Don’t underestimate the amount of garlic you use over the year. If you use two bulbs a week, plant a hundred cloves now. You can plant cloves you find sprouting at the grocers or in the kitchen cupboard, use a specialist nursery for unusual varieties, or buy some organic garlic to plant (beware of buying industrially grown garlic for planting unless you can see it already sprouting; it may have been dipped in a chemical sprouting inhibitor).

Divide up the bulbs and plant the bigger outside cloves point-upwards just below the surface of the soil. The smaller cloves in the middle of the bulb are probably better eaten. As well as being a useful plant in the veggie garden, remember that garlic is an excellent companion plant for deciduous fruit trees – plant plenty throughout your orchard.

March gardening guide: Arid

What to do: This is a big month for the vegie garden! Often late March signals a slight cooling change in the weather, so time to get busy in the vegie patch. With any luck you should be feasting on melons, pumpkin, a second crop of tomatoes and sweet corn, summer root crops and the last of the basil.

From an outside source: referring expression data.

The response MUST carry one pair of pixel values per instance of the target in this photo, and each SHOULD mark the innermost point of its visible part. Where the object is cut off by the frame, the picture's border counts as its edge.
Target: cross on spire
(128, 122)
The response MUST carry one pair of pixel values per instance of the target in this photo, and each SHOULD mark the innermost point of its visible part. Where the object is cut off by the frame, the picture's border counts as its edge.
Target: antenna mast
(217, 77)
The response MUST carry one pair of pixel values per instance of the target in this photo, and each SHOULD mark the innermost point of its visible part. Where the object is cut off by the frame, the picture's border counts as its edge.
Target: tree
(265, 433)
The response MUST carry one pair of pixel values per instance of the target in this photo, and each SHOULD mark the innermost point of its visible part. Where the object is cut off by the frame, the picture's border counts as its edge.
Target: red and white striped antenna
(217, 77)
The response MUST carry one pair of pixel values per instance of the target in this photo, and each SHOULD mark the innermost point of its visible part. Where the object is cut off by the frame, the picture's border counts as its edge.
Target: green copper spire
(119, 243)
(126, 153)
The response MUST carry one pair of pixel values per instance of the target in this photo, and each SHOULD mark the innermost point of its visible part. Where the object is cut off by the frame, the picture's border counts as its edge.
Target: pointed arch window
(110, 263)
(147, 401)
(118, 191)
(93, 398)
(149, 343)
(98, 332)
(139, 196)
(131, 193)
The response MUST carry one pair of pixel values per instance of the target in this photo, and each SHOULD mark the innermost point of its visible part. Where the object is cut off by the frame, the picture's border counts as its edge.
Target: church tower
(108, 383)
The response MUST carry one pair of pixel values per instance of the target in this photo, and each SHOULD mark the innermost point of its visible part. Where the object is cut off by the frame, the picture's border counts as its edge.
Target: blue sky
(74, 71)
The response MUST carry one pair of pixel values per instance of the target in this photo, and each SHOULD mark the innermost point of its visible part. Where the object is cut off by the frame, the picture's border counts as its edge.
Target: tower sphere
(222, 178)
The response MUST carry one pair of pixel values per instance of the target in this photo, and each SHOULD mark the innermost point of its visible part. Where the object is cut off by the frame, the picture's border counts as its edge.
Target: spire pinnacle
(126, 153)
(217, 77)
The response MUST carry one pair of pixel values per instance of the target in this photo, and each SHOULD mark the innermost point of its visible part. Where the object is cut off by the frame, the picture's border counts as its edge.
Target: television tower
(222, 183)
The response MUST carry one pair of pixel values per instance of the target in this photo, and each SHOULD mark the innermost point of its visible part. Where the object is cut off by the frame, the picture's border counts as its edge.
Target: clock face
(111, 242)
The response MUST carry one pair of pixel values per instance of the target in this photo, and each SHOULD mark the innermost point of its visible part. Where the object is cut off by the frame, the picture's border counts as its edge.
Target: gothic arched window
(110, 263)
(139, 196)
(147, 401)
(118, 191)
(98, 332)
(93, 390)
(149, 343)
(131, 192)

Set irrigation to an autumn setting as the first signs of cool(ish!) weather arrive. Autumn is also a great time for planting fruit trees and natives, giving them six6 full months of cool weather before next summer arrives. Citrus, mulberry, figs, olives, and passionfruit all do great planted out at this time of year.

What to sow

Best for: Cauliflower, brussels sprouts, cabbage, Chinese greens, kale, swede, potato.
Start planting: Parsnip, beans, peas.
Keep planting: Tomato, sweet corn, carrot, silverbeet, beetroot, parsley radish.